Regardless of the stiff opposition from religious leaders, in 1896, Parliament allowed the opening of national museums and art galleries on Sundays, “a long-standing demand of bodies such as the National Sunday League and the more recently founded Sunday Society” (). Thereafter, the British Museum, the National Gallery and the South Kensington museums started opening to the public on Sunday afternoons, but they would have to compete with public houses and music halls screening films, since shops, theatres and libraries would continue shut. Already in the 20th century, a number of Labour MPs introduced the “Weekly Rest Bill Day” in 1912 that would cover all workers, as Searle points out.

On the other hand, businessmen who had the wealth to make acquisitions maintained their collections private. In fact, for considerable time, Britain was the only European power that did not own a public collection of old masters, a situation which only changed in 1805 (Hilton). It was then that a British Institution for the Promotion of the Fine Arts was established, encouraging young artists to showcase their work and exhibiting privately owned collections. However, proposals for a permanent national collection were met with resistance (for fear of devaluing classic artists’ work and of becoming an act of “artistic mercantilism” (168) in line with Catherine the Great and Napoleon’s practices) until 1824 when the National Gallery was finally set up and given £60,000 with a view of purchasing John Julius Angerstein’s private collection. Despite the undeniable artistic purpose, Hilton endorses the underlying didactic and social aims, i.e. “to educate and civilize the masses” (168). Owing to these

[Sir Robert] Peel insisted that admission should be free at all times, (…) proposals had to be debated in Parliament to ensure that they were politically and morally suitable, and (…) trustees were determined to retain the Gallery at Charing Cross, in reach of the working classes (168).

Regardless of these setbacks, the Gallery began to take off in the 1850s “thanks to an annual grant and a much more sympathetic cultural climate” (168), which contrasted to the “general approbation” that was given to the (1757), “a centre of intellectual excellence [which] benefited hugely from major benefactions (…) [and] rapidly accumulated collections of minerals, fossils, coins, antiquities, books, charters and manuscripts” (169–170), making London the second intellectual capital, after Paris.
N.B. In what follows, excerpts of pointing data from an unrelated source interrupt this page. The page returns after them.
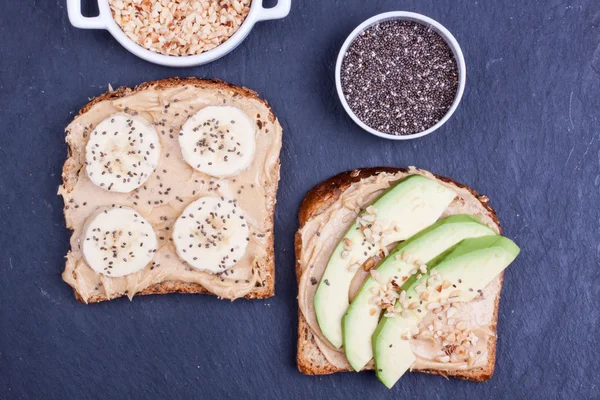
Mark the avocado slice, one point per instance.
(362, 316)
(469, 267)
(412, 204)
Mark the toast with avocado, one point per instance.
(384, 256)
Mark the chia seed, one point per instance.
(399, 77)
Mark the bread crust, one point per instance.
(264, 289)
(310, 359)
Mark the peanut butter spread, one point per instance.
(172, 186)
(455, 339)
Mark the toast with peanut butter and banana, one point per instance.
(398, 270)
(170, 187)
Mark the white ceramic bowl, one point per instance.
(105, 21)
(406, 16)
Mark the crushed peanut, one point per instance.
(179, 27)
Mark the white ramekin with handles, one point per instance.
(105, 21)
(404, 16)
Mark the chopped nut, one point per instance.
(370, 264)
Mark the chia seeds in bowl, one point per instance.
(399, 77)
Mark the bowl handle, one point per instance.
(281, 10)
(79, 21)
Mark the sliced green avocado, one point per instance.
(362, 316)
(410, 205)
(469, 266)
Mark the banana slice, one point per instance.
(122, 153)
(211, 234)
(218, 140)
(117, 241)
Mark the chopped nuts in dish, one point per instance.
(179, 27)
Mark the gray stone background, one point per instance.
(526, 134)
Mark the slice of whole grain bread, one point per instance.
(310, 359)
(72, 168)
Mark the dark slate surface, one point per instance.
(526, 134)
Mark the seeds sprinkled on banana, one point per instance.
(211, 234)
(117, 241)
(122, 152)
(218, 140)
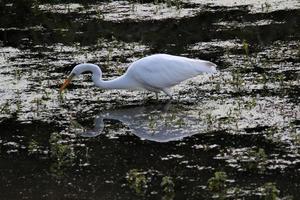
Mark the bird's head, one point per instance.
(79, 69)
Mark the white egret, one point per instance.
(155, 73)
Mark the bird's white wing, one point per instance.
(164, 71)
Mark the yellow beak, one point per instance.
(66, 82)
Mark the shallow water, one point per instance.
(90, 143)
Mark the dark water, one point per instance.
(234, 135)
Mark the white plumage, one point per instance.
(155, 73)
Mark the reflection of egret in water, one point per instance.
(160, 123)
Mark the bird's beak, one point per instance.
(66, 82)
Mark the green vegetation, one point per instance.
(217, 183)
(270, 191)
(137, 181)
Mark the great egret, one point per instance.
(155, 73)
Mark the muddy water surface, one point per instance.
(233, 135)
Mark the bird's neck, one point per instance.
(118, 83)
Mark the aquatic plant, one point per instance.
(167, 184)
(217, 183)
(62, 154)
(137, 181)
(33, 147)
(246, 47)
(270, 191)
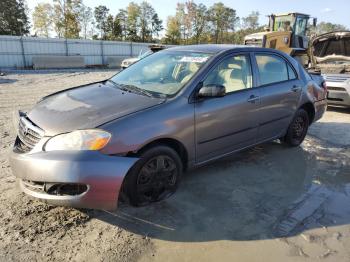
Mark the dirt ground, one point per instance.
(269, 203)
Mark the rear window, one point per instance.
(273, 69)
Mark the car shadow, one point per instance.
(269, 191)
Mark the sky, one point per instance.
(334, 11)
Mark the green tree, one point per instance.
(326, 27)
(200, 22)
(42, 19)
(13, 18)
(67, 18)
(173, 31)
(251, 21)
(157, 25)
(223, 20)
(146, 13)
(101, 14)
(85, 19)
(133, 21)
(122, 18)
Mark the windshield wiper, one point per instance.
(135, 89)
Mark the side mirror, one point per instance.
(212, 91)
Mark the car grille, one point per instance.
(337, 79)
(28, 135)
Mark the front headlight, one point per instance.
(93, 139)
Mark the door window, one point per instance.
(273, 69)
(234, 73)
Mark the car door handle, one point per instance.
(253, 98)
(295, 88)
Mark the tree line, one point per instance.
(191, 23)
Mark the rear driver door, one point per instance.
(280, 90)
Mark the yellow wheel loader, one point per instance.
(287, 33)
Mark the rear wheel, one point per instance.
(297, 129)
(154, 177)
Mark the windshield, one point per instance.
(163, 73)
(300, 25)
(283, 23)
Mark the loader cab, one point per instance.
(296, 23)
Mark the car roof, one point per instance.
(218, 48)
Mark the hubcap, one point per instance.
(157, 179)
(299, 127)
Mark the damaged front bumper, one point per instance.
(82, 179)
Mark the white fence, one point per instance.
(17, 52)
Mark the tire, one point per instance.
(154, 177)
(297, 129)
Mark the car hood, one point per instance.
(332, 47)
(87, 106)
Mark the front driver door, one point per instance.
(229, 123)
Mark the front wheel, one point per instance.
(154, 177)
(297, 129)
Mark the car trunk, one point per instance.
(331, 53)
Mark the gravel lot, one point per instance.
(267, 203)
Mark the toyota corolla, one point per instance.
(136, 133)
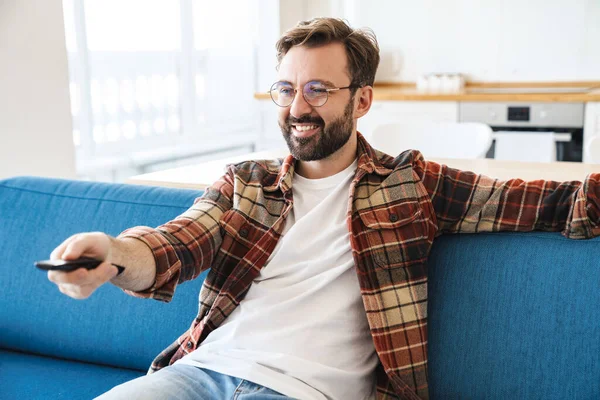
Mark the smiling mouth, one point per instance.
(305, 131)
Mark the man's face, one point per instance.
(314, 133)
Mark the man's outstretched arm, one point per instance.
(156, 260)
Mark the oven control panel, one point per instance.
(532, 115)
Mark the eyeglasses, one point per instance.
(315, 93)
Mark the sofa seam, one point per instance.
(88, 198)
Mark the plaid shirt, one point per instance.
(396, 208)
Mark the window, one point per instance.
(153, 81)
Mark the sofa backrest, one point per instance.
(110, 327)
(514, 316)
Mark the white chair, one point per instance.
(592, 149)
(467, 140)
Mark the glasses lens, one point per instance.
(315, 93)
(282, 93)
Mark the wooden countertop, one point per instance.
(202, 175)
(489, 91)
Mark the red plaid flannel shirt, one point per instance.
(396, 208)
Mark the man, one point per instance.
(318, 281)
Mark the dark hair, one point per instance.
(361, 45)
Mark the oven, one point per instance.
(537, 132)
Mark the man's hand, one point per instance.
(81, 283)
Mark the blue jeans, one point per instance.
(186, 382)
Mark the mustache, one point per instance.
(305, 119)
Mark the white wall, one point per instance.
(35, 116)
(491, 40)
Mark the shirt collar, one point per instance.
(369, 160)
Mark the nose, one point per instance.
(299, 106)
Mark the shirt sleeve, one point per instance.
(185, 246)
(465, 202)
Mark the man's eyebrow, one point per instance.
(326, 82)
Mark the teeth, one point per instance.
(305, 128)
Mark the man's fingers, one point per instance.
(82, 277)
(76, 291)
(58, 252)
(74, 248)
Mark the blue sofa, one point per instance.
(511, 315)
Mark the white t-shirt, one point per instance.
(301, 329)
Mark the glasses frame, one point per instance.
(327, 90)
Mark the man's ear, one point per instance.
(364, 100)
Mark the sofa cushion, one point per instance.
(37, 214)
(514, 316)
(26, 376)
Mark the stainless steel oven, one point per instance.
(530, 131)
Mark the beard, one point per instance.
(321, 145)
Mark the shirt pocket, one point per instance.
(396, 234)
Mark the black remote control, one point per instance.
(71, 265)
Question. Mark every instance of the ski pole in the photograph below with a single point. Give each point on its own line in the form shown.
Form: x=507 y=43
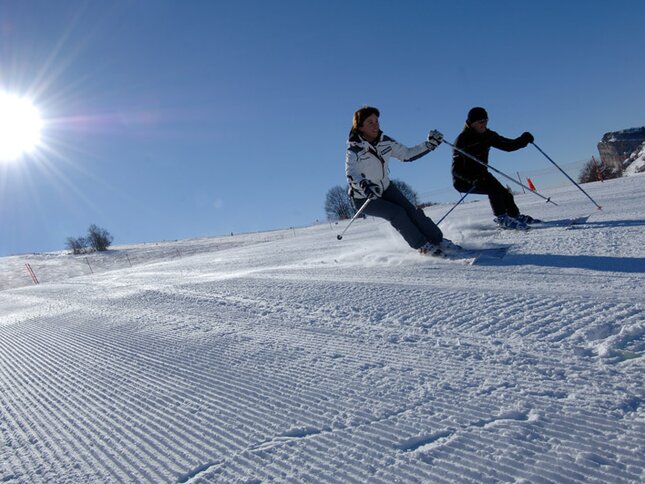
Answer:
x=455 y=205
x=360 y=210
x=565 y=174
x=548 y=199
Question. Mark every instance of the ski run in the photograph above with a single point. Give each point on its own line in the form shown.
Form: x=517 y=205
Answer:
x=290 y=356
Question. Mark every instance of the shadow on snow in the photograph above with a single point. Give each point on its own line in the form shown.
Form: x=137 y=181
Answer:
x=590 y=262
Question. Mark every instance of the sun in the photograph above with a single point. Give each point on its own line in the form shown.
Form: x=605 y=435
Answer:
x=20 y=125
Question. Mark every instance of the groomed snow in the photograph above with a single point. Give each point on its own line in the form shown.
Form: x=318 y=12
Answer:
x=291 y=356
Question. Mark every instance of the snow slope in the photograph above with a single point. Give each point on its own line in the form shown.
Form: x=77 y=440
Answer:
x=291 y=356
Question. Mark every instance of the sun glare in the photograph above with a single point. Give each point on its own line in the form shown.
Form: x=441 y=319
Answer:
x=20 y=126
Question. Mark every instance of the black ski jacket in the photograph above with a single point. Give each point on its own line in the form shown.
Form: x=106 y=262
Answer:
x=466 y=171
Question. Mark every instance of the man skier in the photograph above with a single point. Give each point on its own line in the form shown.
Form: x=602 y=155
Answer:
x=469 y=176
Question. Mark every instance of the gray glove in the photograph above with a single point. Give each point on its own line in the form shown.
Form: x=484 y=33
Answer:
x=434 y=139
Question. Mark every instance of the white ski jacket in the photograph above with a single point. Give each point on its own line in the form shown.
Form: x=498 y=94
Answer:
x=369 y=161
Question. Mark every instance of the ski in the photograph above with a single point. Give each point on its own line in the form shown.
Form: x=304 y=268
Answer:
x=566 y=223
x=472 y=256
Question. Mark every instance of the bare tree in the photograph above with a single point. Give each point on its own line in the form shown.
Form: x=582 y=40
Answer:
x=77 y=245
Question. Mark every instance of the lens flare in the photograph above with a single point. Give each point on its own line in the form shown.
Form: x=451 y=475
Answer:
x=20 y=126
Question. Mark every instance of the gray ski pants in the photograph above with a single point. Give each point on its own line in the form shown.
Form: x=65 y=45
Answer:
x=410 y=221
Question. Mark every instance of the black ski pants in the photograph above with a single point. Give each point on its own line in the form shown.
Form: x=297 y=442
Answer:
x=413 y=225
x=500 y=198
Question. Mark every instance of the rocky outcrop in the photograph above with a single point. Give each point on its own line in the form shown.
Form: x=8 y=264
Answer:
x=615 y=147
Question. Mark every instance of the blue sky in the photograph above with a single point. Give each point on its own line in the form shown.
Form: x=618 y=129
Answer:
x=176 y=119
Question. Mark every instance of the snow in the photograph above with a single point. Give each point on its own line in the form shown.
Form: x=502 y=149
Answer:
x=291 y=356
x=636 y=162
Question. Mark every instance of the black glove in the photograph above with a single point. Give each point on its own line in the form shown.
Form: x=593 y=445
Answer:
x=527 y=137
x=369 y=189
x=434 y=139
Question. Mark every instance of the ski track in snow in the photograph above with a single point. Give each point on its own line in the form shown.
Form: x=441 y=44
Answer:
x=289 y=356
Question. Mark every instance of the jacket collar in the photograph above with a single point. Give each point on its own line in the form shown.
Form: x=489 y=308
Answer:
x=356 y=138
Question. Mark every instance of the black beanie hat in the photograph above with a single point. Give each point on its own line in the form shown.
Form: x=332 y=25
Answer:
x=476 y=114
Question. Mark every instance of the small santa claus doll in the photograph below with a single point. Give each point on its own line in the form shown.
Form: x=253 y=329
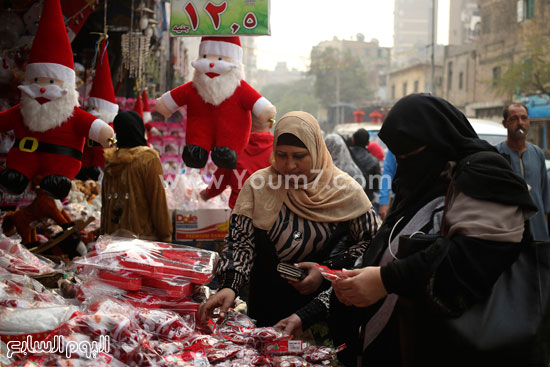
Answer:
x=102 y=104
x=50 y=130
x=218 y=103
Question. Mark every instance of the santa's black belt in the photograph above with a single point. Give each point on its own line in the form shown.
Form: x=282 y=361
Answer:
x=91 y=143
x=30 y=145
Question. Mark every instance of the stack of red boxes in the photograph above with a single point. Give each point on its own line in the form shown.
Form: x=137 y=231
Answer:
x=150 y=274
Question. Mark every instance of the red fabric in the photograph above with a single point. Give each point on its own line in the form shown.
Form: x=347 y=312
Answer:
x=149 y=126
x=139 y=107
x=71 y=133
x=145 y=101
x=102 y=86
x=227 y=124
x=70 y=10
x=376 y=150
x=255 y=156
x=51 y=43
x=93 y=156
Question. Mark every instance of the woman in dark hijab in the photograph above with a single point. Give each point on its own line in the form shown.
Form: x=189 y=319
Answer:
x=132 y=193
x=130 y=130
x=461 y=198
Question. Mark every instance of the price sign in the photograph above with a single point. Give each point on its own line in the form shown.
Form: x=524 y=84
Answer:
x=219 y=18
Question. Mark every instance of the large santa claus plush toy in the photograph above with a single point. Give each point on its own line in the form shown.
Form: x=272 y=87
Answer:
x=218 y=103
x=50 y=129
x=102 y=104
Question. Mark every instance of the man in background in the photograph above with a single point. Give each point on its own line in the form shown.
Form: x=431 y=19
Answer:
x=527 y=160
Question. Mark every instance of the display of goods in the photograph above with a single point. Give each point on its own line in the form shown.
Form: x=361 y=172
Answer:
x=152 y=259
x=17 y=259
x=121 y=279
x=176 y=287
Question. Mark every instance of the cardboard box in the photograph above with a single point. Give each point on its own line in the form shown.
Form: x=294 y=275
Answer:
x=201 y=224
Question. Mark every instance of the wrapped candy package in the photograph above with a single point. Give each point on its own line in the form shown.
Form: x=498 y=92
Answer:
x=165 y=266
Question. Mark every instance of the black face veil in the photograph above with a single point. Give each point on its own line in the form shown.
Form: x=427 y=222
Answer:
x=421 y=120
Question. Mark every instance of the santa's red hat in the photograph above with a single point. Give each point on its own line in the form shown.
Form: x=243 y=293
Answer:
x=146 y=112
x=102 y=95
x=51 y=54
x=224 y=46
x=138 y=106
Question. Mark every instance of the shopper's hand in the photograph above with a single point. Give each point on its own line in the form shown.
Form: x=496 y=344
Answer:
x=311 y=282
x=223 y=299
x=383 y=211
x=362 y=288
x=292 y=325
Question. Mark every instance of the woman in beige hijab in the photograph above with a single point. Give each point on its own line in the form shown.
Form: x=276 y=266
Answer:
x=294 y=212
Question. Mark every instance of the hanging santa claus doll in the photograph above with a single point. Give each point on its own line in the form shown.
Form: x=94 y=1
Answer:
x=50 y=129
x=102 y=104
x=218 y=103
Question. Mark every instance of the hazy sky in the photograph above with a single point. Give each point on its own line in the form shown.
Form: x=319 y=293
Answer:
x=298 y=25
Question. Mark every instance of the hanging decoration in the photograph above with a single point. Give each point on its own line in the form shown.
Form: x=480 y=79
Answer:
x=135 y=51
x=75 y=13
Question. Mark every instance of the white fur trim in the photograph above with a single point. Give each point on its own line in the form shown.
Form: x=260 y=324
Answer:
x=169 y=102
x=260 y=105
x=102 y=104
x=51 y=70
x=95 y=130
x=222 y=48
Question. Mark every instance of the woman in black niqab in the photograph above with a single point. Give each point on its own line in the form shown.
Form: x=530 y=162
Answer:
x=129 y=129
x=420 y=120
x=426 y=133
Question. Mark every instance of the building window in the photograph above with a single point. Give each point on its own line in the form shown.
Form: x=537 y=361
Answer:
x=496 y=75
x=450 y=75
x=528 y=73
x=525 y=9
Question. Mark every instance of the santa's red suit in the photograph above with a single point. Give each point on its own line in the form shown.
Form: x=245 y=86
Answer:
x=255 y=156
x=225 y=125
x=27 y=155
x=93 y=155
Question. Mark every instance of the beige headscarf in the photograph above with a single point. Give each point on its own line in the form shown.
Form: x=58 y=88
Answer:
x=330 y=196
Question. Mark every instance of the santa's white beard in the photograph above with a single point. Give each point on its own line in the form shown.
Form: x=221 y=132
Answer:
x=218 y=89
x=104 y=115
x=41 y=117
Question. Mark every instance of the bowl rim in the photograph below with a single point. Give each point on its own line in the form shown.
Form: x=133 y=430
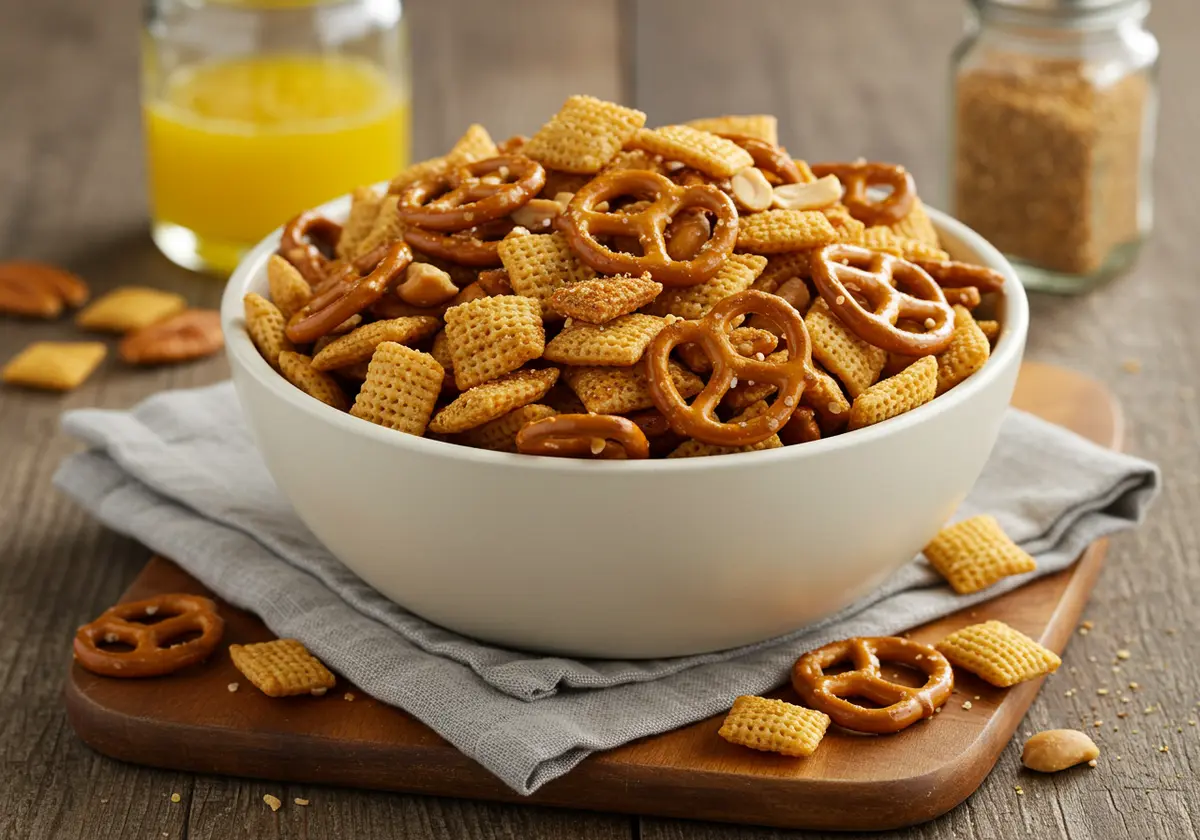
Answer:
x=241 y=352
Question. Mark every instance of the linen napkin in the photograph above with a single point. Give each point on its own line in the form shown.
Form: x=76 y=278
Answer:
x=181 y=474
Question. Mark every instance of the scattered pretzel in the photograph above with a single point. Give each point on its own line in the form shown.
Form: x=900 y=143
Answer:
x=846 y=275
x=901 y=705
x=347 y=293
x=857 y=177
x=585 y=436
x=472 y=195
x=582 y=223
x=712 y=335
x=298 y=245
x=153 y=653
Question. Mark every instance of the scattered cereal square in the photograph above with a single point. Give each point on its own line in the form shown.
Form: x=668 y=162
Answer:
x=282 y=667
x=975 y=553
x=492 y=336
x=585 y=135
x=130 y=307
x=999 y=654
x=774 y=726
x=400 y=390
x=484 y=403
x=54 y=365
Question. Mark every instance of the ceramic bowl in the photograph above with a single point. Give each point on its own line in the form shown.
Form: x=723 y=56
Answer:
x=625 y=559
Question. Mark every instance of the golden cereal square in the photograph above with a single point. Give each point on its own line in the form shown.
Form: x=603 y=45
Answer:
x=54 y=365
x=697 y=149
x=856 y=363
x=365 y=205
x=780 y=231
x=282 y=667
x=129 y=309
x=539 y=264
x=774 y=726
x=267 y=328
x=736 y=274
x=601 y=299
x=484 y=403
x=999 y=654
x=618 y=343
x=761 y=126
x=492 y=336
x=912 y=387
x=400 y=390
x=583 y=136
x=501 y=435
x=967 y=353
x=621 y=390
x=289 y=289
x=298 y=369
x=975 y=553
x=360 y=343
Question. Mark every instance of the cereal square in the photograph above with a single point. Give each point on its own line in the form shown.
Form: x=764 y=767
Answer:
x=856 y=363
x=400 y=390
x=736 y=274
x=779 y=231
x=493 y=399
x=282 y=667
x=621 y=390
x=601 y=299
x=697 y=149
x=492 y=336
x=541 y=263
x=54 y=365
x=774 y=726
x=583 y=136
x=298 y=369
x=975 y=553
x=999 y=654
x=912 y=387
x=130 y=307
x=618 y=343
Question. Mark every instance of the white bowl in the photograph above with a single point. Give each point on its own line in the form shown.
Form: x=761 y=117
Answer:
x=625 y=559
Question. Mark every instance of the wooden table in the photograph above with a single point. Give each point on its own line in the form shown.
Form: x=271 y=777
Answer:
x=847 y=78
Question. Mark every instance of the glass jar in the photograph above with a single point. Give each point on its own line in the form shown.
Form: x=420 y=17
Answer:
x=257 y=109
x=1053 y=135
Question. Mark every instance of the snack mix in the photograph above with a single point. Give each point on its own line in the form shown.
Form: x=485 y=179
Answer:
x=606 y=291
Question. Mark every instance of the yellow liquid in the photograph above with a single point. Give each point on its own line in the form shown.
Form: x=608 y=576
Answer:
x=237 y=148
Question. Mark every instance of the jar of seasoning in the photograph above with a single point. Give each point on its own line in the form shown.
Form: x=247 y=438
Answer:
x=1053 y=135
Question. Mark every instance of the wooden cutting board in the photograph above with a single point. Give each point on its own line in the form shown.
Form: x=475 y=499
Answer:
x=192 y=721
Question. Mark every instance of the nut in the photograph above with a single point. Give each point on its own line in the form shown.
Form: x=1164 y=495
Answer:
x=538 y=215
x=820 y=193
x=192 y=334
x=426 y=286
x=1059 y=749
x=751 y=190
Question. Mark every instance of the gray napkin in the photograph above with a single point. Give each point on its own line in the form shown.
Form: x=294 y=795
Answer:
x=181 y=474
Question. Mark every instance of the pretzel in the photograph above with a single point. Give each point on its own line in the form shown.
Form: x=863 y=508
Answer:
x=472 y=195
x=901 y=705
x=297 y=245
x=712 y=334
x=475 y=246
x=582 y=223
x=952 y=274
x=153 y=652
x=846 y=275
x=857 y=177
x=585 y=436
x=768 y=157
x=346 y=293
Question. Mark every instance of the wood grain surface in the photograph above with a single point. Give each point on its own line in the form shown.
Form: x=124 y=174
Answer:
x=852 y=77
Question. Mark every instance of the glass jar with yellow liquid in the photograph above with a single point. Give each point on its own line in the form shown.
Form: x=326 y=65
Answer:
x=257 y=109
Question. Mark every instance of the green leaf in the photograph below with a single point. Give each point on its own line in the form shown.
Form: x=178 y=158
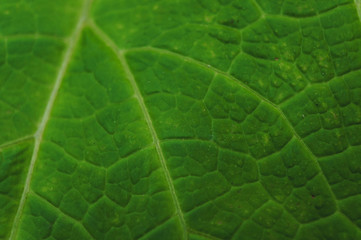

All in all, the Victorian Age gathered the ideal conditions for democratising culture and making it into a commodity to “the initiate”, as well as “the primitive”, regardless of the fact that this would, from an early stage, widen existing inequities, as mentioned above, and there was yet no such thing as “access for all”.

The first public museums

I heartily wish there were already, as one day there must be, large educational museums in every district of London, freely open every day, and well lighted and warm at night, with all furniture of comfort, and full aids for the use of their contents by all classes. (John Ruskin cit. )

Bearing in mind the abovementioned, Black (quoting Richard Altick) upholds that the movement from the 18th to the 19th centuries was marked by the shift from the age of exhibitions to the age of public museums. Black defines museum as follows: “a complex civic space, open to the people and often endorsed by the government, that purports to be the site of origins, continuities, and traditions yet is equally the site of ruptures, fractures and conflicts” (9). This definition already entails the current understanding of what a museum must be – a welcoming and accessible place to observe and contemplate, and to learn inviting us to also question traditional perspectives.

By means of the analysis of museum guidebooks, Black argues that “[t]he museum was an agent of decorum, a dispenser of etiquette”, teaching “the crowds not to touch art, what not to bring to a museum, where not to go next in the perfectly laid-out, unfolding order of art” (105). Again we can envision the dichotomy between the initiate and the primitive – those that find in their social genes the competence to appreciate and consume culture versus those whose social class prevents them from properly value and take it in.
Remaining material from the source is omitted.